The CHEST guidelines[24] and the ISTH guidelines[3] both suggest the use of standard dose anticoagulant thromboprophylaxis over intermediate-
or full-dose anticoagulation. Although most of the current focus is on the VTE risk,
consideration should be given to the bleeding risk associated with higher doses of
anticoagulation in hospitalized and critically ill patients and finding the balance
between those two concerns is of the utmost importance. Moreover, with immune thrombosis
as a mechanism for the high frequency of VTE in COVID-19 patients, and since we don't
use higher doses of anticoagulation in other forms of microangiopathy, increasing
the dose of anticoagulation would not be of great effectiveness,[52] and multiple studies have shown increased risk of VTE even in the population that
did receive a therapeutic dose of anticoagulation.[35]
[53] The studies included in our review used many different thromboprophylaxis regimens
and many studies used different schedules at different times, and thus it is not possible
to obtain any conclusions in this regard. Currently, a large number of randomized
controlled trails are ongoing to answer questions on the incidence and prevalence
of VTE in COVID-19 patients and the effect of different doses of anticoagulants on
VTE risk and overall mortality and morbidity (e.g., NCT04362085, NCT04345848, NCT04359277,
NCT04344756, NCT04360824, NCT04359212, NCT04486508, and NCT04512079) and many more.

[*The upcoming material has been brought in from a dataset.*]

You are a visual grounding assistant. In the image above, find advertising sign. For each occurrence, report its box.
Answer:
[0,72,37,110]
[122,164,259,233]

So far, it has been recently reported that three large RCT studies looking at the
benefits of full-dose anticoagulation in moderately and critically ill COVID-19 patients
(REMAP-CAP, ATTACC, and ACTIV-4) have paused enrollment of critically ill ICU patients
due to a concern for futility, as patients on full- dose anticoagulation seem to had
a higher rate of bleeding and a potential for harm was observed in this subgroup.[54]
Limitations
The limitations of our study are mainly derived from the heterogeneity of the included
studies regarding clinical setting, sample size, population, VTE prophylaxis protocol,
and the screening strategy. Given these limitations we were unable to perform an analysis
of incidence rather than prevalence. Most importantly, no uniform methodology was
used and operational definitions for predictors, outcomes, and follow-up are widely
different. To overcome this obstacle, a collaboration between the American Society
of Hematology and the ISTH has recently proposed a toolkit of data elements with the
aim to support and enhance the process of data collection of thrombosis events in
COVID-19 clinical studies.[55]
Conclusion
In conclusion, this is the most comprehensive systematic analysis to date that has
aimed to identify the true prevalence of VTE in patients with COVID-19 who are admitted
to the hospital. Our findings suggest that the overall VTE estimates albeit high,
may be overestimated and further studies using standard definitions and methodology
are needed.
Highlights
-
Overall VTE frequency in hospitalized novel coronavirus disease 2019 (COVID-19) patients
was 12.8%.
-
Venous thromboembolism (VTE) frequency in intensive care unit (ICU) patients was 24.1%.
-
In non-ICU hospitalized patients, 7.7% developed VTE.
-
Sensitivity analyses suggested that VTE frequency might be overestimated.